Son retour interrompt mes pensées. Je lui tends la main. Elle rougit un peu et la prend en me souriant. J’aime que le sang monte dans ses joues. J’ai envie de les embrasser. J’ai aussi envie de les mordre. Les deux devront attendre, peut-être quelques jours pour le premier. Les chances qu’elle me laisse mordre ses joues sont minces. Soyons réaliste.
Nous nous dirigeons vers l’accueil, puis le bar en coupant par le réfectoire. Mes parents, Stan Sr et Vlad sont assis à une des tables de la terrasse en bois. Ils sont en train de boire un café. Nous nous installons à la même table après avoir récupéré nos plateaux.
Sasha demande à Vlad s’il compte retourner pêcher en Alaska cette année. Elle a mal pris que nous lui cachions des choses. Je vais essayer de lui expliquer que le voyage, le déchiffrement des manuscrits, c’est pour elle. Trouver une faille. La rendre libre, lui donner une chance d’être heureuse, de garder sa joie de vivre. De ne pas vivre la même vie que nos mères, à pleurer des enfants qui ne viendront jamais, subir la pression sociale de la maternité.
Elle demande ensuite si la transformation de l’espace enfant se passe bien. Vlad l’informe que son idée d’utiliser le lave-vaisselle a été reprise pour nettoyer à haute température ce qui pouvait l’être. Elle a des idées bonnes pour l’organisation. Cela la met en joie de pouvoir garder une partie du matériel en attendant que la nouvelle commande arrive. J’aime lorsqu’elle est joyeuse. Les animatrices sont apparemment parties faire des courses pour avoir de quoi réaliser des activités la première semaine et racheter des jeux. Des jeux d’extérieurs, dont une balançoire et un toboggan, et quelques plantations vont être installés dans le jardin des enfants. Stan avait demandé à un artisan local de réaliser, à la fin de la saison dernière, une grande cabane en bois avec un tunnel. Elle doit être livrée et installée demain. Au moins le jardin sera convenable. Cela me fait plaisir de voir Sasha manger. Toutefois, elle propose la fin de sa part de cheese-cake à Vlad. Je préfère les femmes avec un peu plus de formes. J’aimerai qu’elle mange davantage.
— « Cyril, chéri ? »
— « Oui, maman ! »
— « Je te demandais si 15h30 vous convient pour la répétition, » me sourit maman. Elle n’aime lorsque je ne suis pas attentif, mais n’en dira rien devant les autres.

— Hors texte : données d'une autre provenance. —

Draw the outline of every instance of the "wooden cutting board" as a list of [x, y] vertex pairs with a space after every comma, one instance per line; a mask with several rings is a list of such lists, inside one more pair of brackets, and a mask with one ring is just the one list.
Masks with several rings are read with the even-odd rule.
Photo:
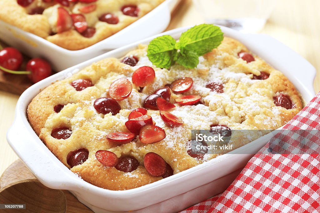
[[[21, 187], [20, 185], [22, 184], [24, 185]], [[21, 193], [19, 196], [11, 195], [16, 194], [15, 192], [21, 192], [21, 188], [30, 190], [24, 190], [23, 193]], [[41, 210], [40, 212], [48, 212], [48, 209], [45, 208], [47, 208], [48, 205], [51, 205], [50, 202], [52, 202], [52, 196], [60, 196], [61, 197], [56, 198], [57, 202], [60, 203], [60, 206], [66, 205], [65, 209], [61, 208], [62, 209], [66, 209], [66, 212], [92, 213], [93, 212], [79, 202], [68, 191], [52, 189], [41, 184], [36, 180], [36, 177], [20, 160], [16, 160], [10, 165], [0, 178], [0, 203], [25, 203], [27, 206], [29, 207], [29, 209], [27, 208], [26, 210], [14, 209], [5, 211], [1, 209], [0, 210], [1, 212], [20, 212], [19, 211], [21, 212], [39, 212], [39, 209]], [[45, 197], [45, 195], [47, 194], [50, 197]], [[65, 204], [63, 202], [64, 200], [63, 197], [65, 197], [66, 203]], [[6, 203], [4, 202], [4, 201]], [[12, 202], [6, 203], [10, 201]], [[56, 207], [59, 207], [59, 206], [57, 205]], [[30, 208], [33, 209], [30, 209]], [[63, 211], [64, 212], [64, 210]]]

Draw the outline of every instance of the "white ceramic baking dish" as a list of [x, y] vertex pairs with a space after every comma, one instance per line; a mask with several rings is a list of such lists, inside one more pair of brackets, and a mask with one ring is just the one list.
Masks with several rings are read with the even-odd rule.
[[[225, 35], [237, 39], [251, 50], [281, 71], [295, 85], [306, 102], [315, 95], [313, 87], [315, 69], [308, 62], [279, 42], [264, 34], [241, 34], [221, 27]], [[165, 32], [178, 39], [185, 27]], [[19, 157], [39, 180], [50, 188], [69, 190], [97, 212], [174, 212], [220, 193], [228, 186], [252, 155], [220, 156], [167, 178], [139, 188], [112, 191], [92, 185], [79, 178], [61, 163], [35, 133], [26, 115], [27, 107], [41, 90], [79, 70], [109, 57], [120, 57], [147, 44], [156, 36], [107, 53], [57, 73], [32, 86], [21, 95], [15, 119], [7, 139]], [[257, 151], [271, 134], [240, 148]], [[251, 152], [252, 153], [252, 152]]]
[[118, 33], [80, 50], [65, 49], [1, 20], [0, 39], [31, 57], [46, 59], [54, 70], [59, 72], [110, 50], [163, 32], [170, 22], [172, 11], [180, 0], [166, 0]]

— « Plutôt 16h, maman. J’ai un rapport à amender pour Novsky. » Sasha pourra mettre à profit ce temps pour se reposer. Elle en a encore besoin. Cependant, Stan vient ruiner mes plans.
— « Sasha, puisque tu es libre en début d’après-midi, je te serai reconnaissant de préparer les chambres de tes parents et de tes frères. Les femmes de chambre ont été mobilisées pour le nettoyage et la désinfection du bâtiment. De plus, aucune d’elles n’a encore été validée pour la zone sécurisée. Et Ama ne peut pas tout faire. » Cette dernière phrase est clairement un reproche à mon intention. Stan me demande depuis plusieurs années de faire vérifier les antécédents de certains employés. Je n’avais pas compris l’intérêt jusque-là.

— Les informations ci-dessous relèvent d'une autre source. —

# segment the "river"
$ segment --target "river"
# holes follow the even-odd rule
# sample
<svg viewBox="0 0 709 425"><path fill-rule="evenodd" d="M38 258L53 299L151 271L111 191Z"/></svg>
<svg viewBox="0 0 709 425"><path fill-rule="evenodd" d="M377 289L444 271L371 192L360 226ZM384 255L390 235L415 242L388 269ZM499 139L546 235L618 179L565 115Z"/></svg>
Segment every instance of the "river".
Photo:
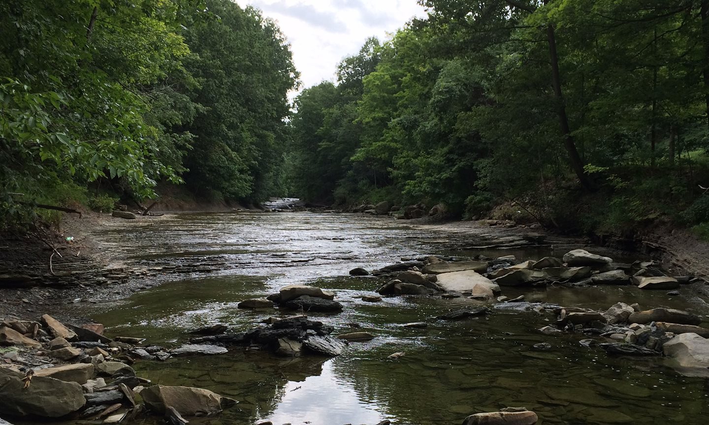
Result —
<svg viewBox="0 0 709 425"><path fill-rule="evenodd" d="M450 309L479 302L398 297L368 303L359 298L373 294L382 282L348 276L354 267L372 270L402 257L483 251L526 260L561 256L558 248L466 250L462 247L506 237L347 214L183 213L112 223L94 236L106 249L120 253L123 264L152 271L186 264L199 268L184 275L158 273L159 286L77 307L104 324L108 336L174 346L189 338L189 330L206 324L250 329L264 317L288 313L239 310L237 303L290 283L336 293L345 306L342 313L311 314L333 325L335 333L350 332L357 324L358 330L376 336L350 344L331 359L284 359L235 347L216 356L137 362L138 375L155 383L207 388L239 402L220 416L190 419L191 424L342 425L390 419L440 425L507 406L533 409L543 424L700 424L709 414L707 380L683 377L660 358L608 356L579 344L586 335L543 335L537 329L554 320L551 314L496 308L485 317L436 321L432 317ZM682 297L635 287L503 288L510 298L521 294L529 301L564 306L605 310L624 301L707 314ZM428 327L402 326L418 321ZM532 348L540 342L550 343L552 349ZM406 356L387 358L395 352Z"/></svg>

— « Envoie-moi la liste et le dossier de chacune, Stan. Maman, tu les connais un peu, je crois. Est-ce que tu veux bien prendre du temps avec moi pour les rencontrer ? »
— « Bien sûr, mon chéri. Cependant, Sasha les connaît mieux que moi. » Je lui adresse un regard insistant, car je souhaite que Stan lâche un peu de lest à Sasha. « Cela sera avec plaisir, mon chéri, » se reprend-elle.
— « Après la répétition ou le dîner, est-ce que cela te conviendrait, maman ? »
— « Tout à fait, mon chéri. »
**
Sasha
Cyril est trop mignon à essayer de me faire échapper à mes corvées. Je demande si Ama peut m’aider pour le ménage.
Papi secoue la tête : « Ama a déjà fait des heures supplémentaires à l’espace enfant toute la matinée. Tu sais bien qu’elle commence tôt pour nettoyer la cuisine avant le début du service de l’équipe cuisine. Elle a le droit à un minimum de repos. Vlad t’accompagne pour ta sécurité. Il t’aidera sans forcer sur sa jambe. Tu trouveras ce dont tu as besoin à la lingerie du deuxième étage et dans le stock ménage d’Ama. Les clés sont à l’accueil. C’est Ama qui se chargera du nettoyage des suites du rez-de-chaussée et du patio, comme les années précédentes. Vlad et toi restez responsables du rangement et de la propreté de vos chambres et commodités. » J’ai tellement envie d’avoir une chambre et une salle de bain plus petites tout à coup.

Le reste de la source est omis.